# IOS 8.0.2 update ?



## chickenmommy (Aug 24, 2004)

I currently have the iPad Air and iPhone 5c. They both popped up yesterday with messages about an update available and ready to download. Do I really want to do this? They both operate just fine now. Frankly, I'm scared to upgrade with the complaints about the iPhone 6.:facepalm:


----------



## arabian knight (Dec 19, 2005)

chickenmommy said:


> I currently have the iPad Air and iPhone 5c. They both popped up yesterday with messages about an update available and ready to download. Do I really want to do this? They both operate just fine now. Frankly, I'm scared to upgrade with the complaints about the iPhone 6.:facepalm:


 Yes you do want to update.
I have already done this update on my iPad Air

Now this is why you should and what the update does.

iOS 8.0.2
This release contains improvements and bug fixes, including:

Fixes an issue in iOS 8.0.1 that impacted cellular network connectivity and Touch ID on iPhone 6 and iPhone 6 Plus
Fixes a bug so HealthKit apps can now be made available on the App Store
Addresses an issue where 3rd party keyboards could become deselected when a user enters their passcode
Fixes an issue that prevented some apps from accessing photos from the Photo Library
Improves the reliability of the Reachability feature on iPhone 6 and iPhone 6 Plus
Fixes an issue that could cause unexpected cellular data usage when receiving SMS/MMS messages
Better support of Ask To Buy for Family Sharing for In-App Purchases
Fixes an issue where ringtones were sometimes not restored from iCloud backups
Fixes a bug that prevented uploading photos and videos from Safari


----------



## Kung (Jan 19, 2004)

IF you're on 8.0.1, yes.

If you're on 7.x.x, it's up to you.


----------



## chickenmommy (Aug 24, 2004)

I updated and am thrilled with the changes so far!

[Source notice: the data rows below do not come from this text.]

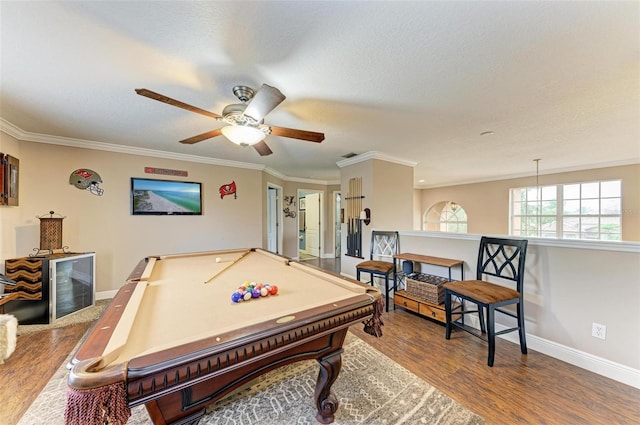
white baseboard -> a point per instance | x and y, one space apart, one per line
106 295
616 371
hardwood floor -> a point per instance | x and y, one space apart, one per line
37 356
531 389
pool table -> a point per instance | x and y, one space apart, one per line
173 339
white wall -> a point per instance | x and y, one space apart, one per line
105 225
569 285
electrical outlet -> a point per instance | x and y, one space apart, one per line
598 331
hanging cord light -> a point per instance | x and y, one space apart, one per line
538 198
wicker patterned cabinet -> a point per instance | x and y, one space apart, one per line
423 293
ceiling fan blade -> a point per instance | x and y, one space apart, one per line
264 101
201 137
262 148
161 98
310 136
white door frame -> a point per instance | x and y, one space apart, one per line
337 230
304 192
275 220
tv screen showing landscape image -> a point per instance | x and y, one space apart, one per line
165 197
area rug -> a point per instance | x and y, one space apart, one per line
86 315
371 389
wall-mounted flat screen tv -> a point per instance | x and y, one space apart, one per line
165 197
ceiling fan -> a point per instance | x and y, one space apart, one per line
245 121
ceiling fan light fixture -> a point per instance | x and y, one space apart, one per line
243 135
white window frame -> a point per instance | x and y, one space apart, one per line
586 216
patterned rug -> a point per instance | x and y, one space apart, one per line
371 388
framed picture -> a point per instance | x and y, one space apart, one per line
165 197
9 180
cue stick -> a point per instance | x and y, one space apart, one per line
231 263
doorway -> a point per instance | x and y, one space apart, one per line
274 218
310 224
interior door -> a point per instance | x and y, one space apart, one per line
312 221
272 221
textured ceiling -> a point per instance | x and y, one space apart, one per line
414 81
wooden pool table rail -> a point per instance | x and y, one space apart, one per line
177 383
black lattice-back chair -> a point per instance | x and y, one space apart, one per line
384 245
501 260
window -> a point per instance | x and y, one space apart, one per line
590 210
446 217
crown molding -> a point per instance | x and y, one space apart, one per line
374 155
18 133
621 163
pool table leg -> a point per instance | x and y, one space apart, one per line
326 402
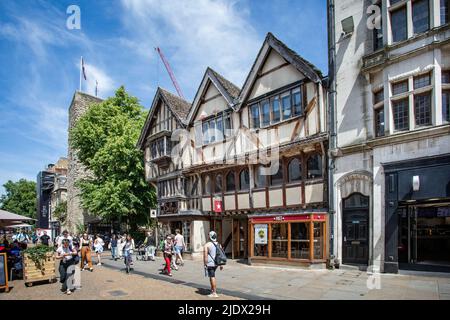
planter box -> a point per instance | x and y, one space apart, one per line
31 272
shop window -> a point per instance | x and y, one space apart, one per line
260 177
300 240
244 180
279 240
261 248
422 109
218 184
421 15
277 178
207 185
295 170
318 240
400 110
231 184
314 168
399 24
445 4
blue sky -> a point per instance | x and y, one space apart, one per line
39 58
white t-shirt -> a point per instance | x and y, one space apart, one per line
61 250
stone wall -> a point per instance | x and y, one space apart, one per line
76 215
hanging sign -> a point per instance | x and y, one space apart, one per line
260 233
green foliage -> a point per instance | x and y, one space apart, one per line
20 198
38 254
105 138
60 211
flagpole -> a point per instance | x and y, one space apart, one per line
81 70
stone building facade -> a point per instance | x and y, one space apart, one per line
76 215
391 163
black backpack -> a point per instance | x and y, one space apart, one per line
220 259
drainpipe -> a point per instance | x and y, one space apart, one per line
331 121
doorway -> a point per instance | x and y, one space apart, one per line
355 230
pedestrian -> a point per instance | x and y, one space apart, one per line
168 247
209 258
86 252
98 247
67 254
45 239
150 247
113 246
180 246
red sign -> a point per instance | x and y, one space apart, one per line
218 208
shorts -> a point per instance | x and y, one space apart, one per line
178 250
212 272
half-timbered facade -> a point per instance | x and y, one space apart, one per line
253 162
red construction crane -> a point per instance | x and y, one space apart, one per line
171 74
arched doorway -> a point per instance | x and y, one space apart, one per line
355 229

Love the fact that I can answer the phone on my iPad if necessary. Also like the new keyboard.


----------



## littlebitfarm (Mar 21, 2005)

I just did the update on my iPad. Now I can't open homesteadingtoday in tapatalk. When I search for it, it comes back with no results. Anyone else have this issue?


----------



## AngieM2 (May 10, 2002)

There is a dedicated app in the iPad. Sometime ago the Tapatslk. was let go and is not working. I am surprised you had one that was working.


----------



## Guest (Oct 19, 2014)

My TapATalk works fine. 
I have HT and another half dozen forums in it. (Although I recently found the HT App and it seems to work a bit better in the eMail notification. It works 1/4 of the time, where TapATalk's eMail notify worked 0%...)
I am a SysOp and my TapATalk for that forum works flawlessly.


----------



## littlebitfarm (Mar 21, 2005)

Tapatalk came back with homesteadingtoday in 1 ipad but not other. Weird!


----------